The world’s tallest mountains are perilous containing towering blocks of ice that can crush climbers in seconds. They are known for their tremendous avalanches of rock and snow that can wipe out entire expeditions. And they are home to spider webs of ice crevasses that swallow humans whole. Even during the summer, average daytime temperatures are frigid. And, hurricane-force winds are common.
These photographs from theInternational Space Station show Annapurna and Manaslu (top) and the central Karakoram, the highest concentration of 8,000-meter mountains on Earth. (Astronaut photographs ISS025-E-011510 andISS037-E-017916 courtesy NASA/JSC Gateway to Astronaut Photography of Earth)
Then, of course, there is the lack of oxygen. At 5,000 meters (16,404 feet), the atmosphere contains about half as much oxygen as at sea level. By 6,000 meters (19,685 feet), the air is so thin that full acclimatization is no longer possible. No matter how fit, climbers begin to slowly suffocate. By 7,000 meters (22,966 feet), survival times plummet and lucid thought becomes difficult. By 8,000 meters—the so-called “death zone”—even the strongest climbers can survive for a few days at best.

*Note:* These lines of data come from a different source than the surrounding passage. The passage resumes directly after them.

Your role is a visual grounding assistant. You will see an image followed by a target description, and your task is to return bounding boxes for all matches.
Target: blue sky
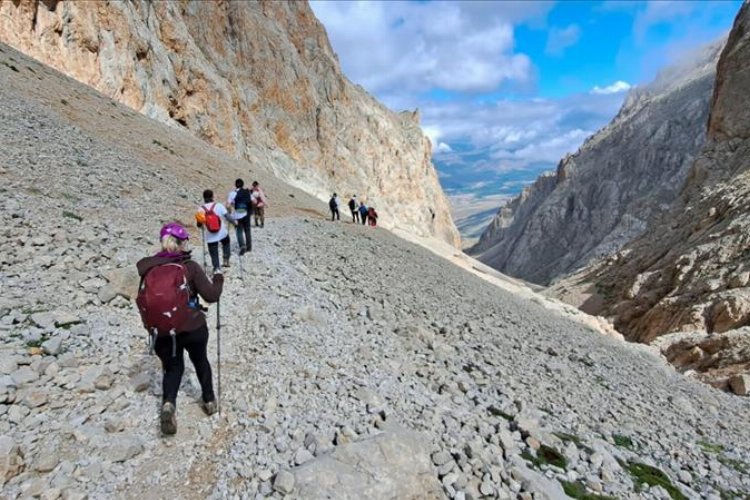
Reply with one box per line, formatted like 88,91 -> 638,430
311,0 -> 742,238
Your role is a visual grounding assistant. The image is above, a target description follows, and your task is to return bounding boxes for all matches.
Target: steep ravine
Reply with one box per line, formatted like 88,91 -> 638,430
0,0 -> 459,246
469,42 -> 723,285
0,44 -> 750,500
552,2 -> 750,390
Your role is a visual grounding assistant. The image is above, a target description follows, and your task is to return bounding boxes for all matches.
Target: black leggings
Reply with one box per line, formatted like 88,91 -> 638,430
235,213 -> 253,252
154,325 -> 215,405
208,235 -> 232,270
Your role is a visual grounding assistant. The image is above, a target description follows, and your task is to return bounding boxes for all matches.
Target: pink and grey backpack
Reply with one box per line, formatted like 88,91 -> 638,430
135,262 -> 192,338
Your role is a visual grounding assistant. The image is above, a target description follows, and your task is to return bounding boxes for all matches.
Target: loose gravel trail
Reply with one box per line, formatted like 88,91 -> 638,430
0,42 -> 750,499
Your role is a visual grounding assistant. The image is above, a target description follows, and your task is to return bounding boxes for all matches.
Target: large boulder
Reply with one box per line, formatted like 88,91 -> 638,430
292,430 -> 444,499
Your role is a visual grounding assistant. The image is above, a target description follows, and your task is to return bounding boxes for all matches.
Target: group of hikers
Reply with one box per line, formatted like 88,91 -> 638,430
328,193 -> 378,227
195,179 -> 268,272
136,179 -> 268,435
136,179 -> 390,435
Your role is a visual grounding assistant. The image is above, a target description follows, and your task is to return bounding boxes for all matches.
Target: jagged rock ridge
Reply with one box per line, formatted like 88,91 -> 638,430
555,2 -> 750,386
0,40 -> 750,499
0,0 -> 459,246
470,42 -> 723,284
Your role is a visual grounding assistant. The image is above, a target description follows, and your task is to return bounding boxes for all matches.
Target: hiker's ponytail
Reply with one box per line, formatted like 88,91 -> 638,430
161,234 -> 188,253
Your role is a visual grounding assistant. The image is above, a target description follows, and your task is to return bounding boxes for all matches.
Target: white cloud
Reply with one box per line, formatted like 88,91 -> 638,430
435,142 -> 453,153
591,80 -> 632,95
422,93 -> 624,172
544,24 -> 581,56
311,1 -> 551,96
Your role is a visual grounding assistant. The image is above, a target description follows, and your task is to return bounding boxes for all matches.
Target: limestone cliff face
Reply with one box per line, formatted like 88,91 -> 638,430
0,0 -> 459,245
560,1 -> 750,384
470,43 -> 722,284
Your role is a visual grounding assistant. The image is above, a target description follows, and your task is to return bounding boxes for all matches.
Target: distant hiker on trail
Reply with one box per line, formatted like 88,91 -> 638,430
359,201 -> 367,226
367,207 -> 378,227
252,181 -> 268,227
328,193 -> 341,221
136,222 -> 224,434
349,194 -> 359,224
195,189 -> 233,272
227,179 -> 253,255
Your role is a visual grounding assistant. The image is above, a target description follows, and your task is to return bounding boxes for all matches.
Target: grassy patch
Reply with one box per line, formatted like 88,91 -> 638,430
0,61 -> 19,73
714,485 -> 750,500
63,210 -> 83,222
612,434 -> 637,451
560,481 -> 616,500
696,441 -> 724,453
521,444 -> 568,469
718,457 -> 750,474
151,139 -> 177,155
552,432 -> 583,446
625,462 -> 687,500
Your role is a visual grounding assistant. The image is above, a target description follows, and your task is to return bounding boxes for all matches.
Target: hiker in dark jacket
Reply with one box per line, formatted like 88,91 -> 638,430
137,223 -> 224,434
367,207 -> 378,227
359,202 -> 368,226
328,193 -> 341,221
349,194 -> 359,224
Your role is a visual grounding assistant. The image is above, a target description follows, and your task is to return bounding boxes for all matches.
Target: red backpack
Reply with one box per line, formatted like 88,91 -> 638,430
135,262 -> 192,337
203,203 -> 221,233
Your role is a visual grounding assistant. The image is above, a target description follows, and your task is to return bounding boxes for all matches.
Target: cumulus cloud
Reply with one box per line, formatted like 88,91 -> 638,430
544,24 -> 581,56
422,93 -> 624,173
591,80 -> 632,95
311,1 -> 550,95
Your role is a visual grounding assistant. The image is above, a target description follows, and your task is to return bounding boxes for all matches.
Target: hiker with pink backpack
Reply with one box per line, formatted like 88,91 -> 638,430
195,189 -> 234,272
136,222 -> 224,435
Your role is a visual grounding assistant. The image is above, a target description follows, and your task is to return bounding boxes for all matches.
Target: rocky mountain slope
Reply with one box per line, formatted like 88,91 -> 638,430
0,0 -> 459,246
0,45 -> 750,499
470,42 -> 723,285
554,2 -> 750,385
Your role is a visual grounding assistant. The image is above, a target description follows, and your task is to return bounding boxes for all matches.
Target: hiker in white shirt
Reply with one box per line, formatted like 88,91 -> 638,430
198,189 -> 234,271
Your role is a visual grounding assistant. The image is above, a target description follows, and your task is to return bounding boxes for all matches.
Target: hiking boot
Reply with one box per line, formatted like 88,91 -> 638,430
201,400 -> 217,416
159,401 -> 177,436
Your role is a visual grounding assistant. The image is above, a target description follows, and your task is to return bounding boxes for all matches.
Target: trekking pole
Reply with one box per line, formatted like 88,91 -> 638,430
216,299 -> 221,415
201,226 -> 206,271
237,235 -> 245,283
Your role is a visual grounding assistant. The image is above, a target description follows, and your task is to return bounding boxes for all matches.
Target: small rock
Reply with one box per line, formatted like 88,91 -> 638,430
42,336 -> 62,356
729,373 -> 750,396
294,448 -> 315,465
130,372 -> 151,392
96,285 -> 117,304
432,450 -> 453,466
34,450 -> 60,472
0,436 -> 24,486
273,470 -> 294,495
10,366 -> 39,385
31,312 -> 55,330
109,438 -> 143,462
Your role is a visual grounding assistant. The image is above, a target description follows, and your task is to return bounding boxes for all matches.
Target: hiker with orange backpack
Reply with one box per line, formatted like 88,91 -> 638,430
136,222 -> 224,435
195,189 -> 234,273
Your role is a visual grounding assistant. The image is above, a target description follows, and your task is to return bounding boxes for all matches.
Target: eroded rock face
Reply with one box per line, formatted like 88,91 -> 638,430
566,2 -> 750,384
0,0 -> 459,245
470,43 -> 722,284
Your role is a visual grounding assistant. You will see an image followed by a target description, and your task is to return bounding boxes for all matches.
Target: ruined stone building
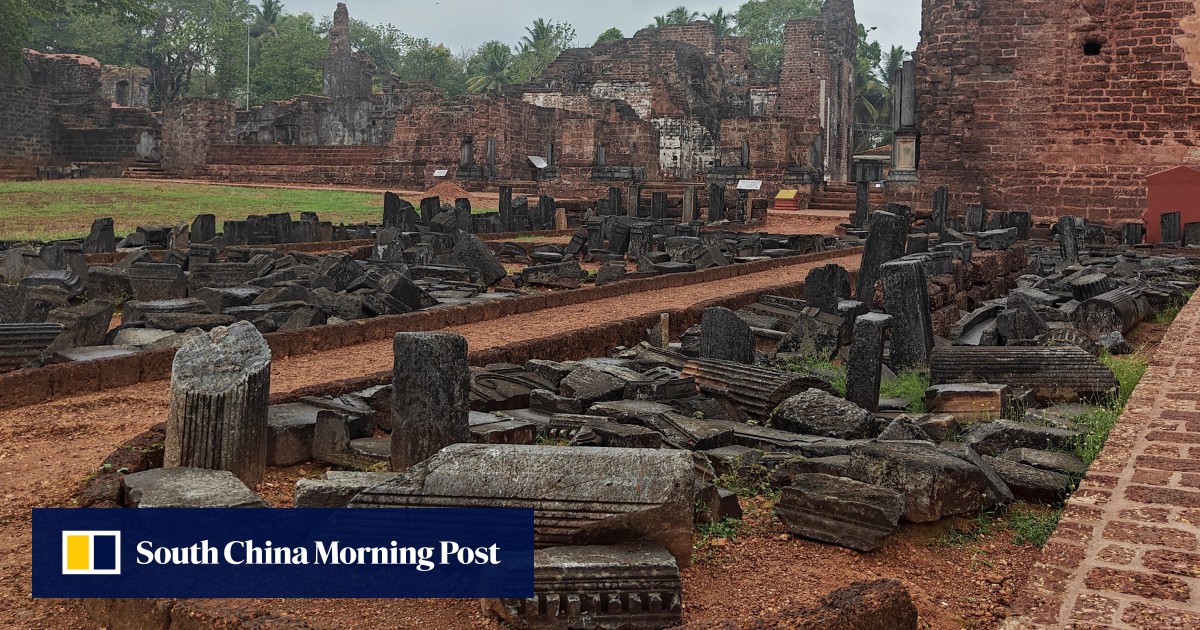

The three most dangerous of the eight-thousanders—Annapurna, K2, and Nanga Parbat—claim the life of about one climber for every four who reach the top. The fatality rate for Annapurna, the most dangerous mountain in the world, is over 30 percent. Bottled oxygen and guided climbs have made Mount Everest much safer than it was decades ago, but the world’s tallest mountain still takes lives regularly. Nine people died on the mountain in 2013. Ten in 2012.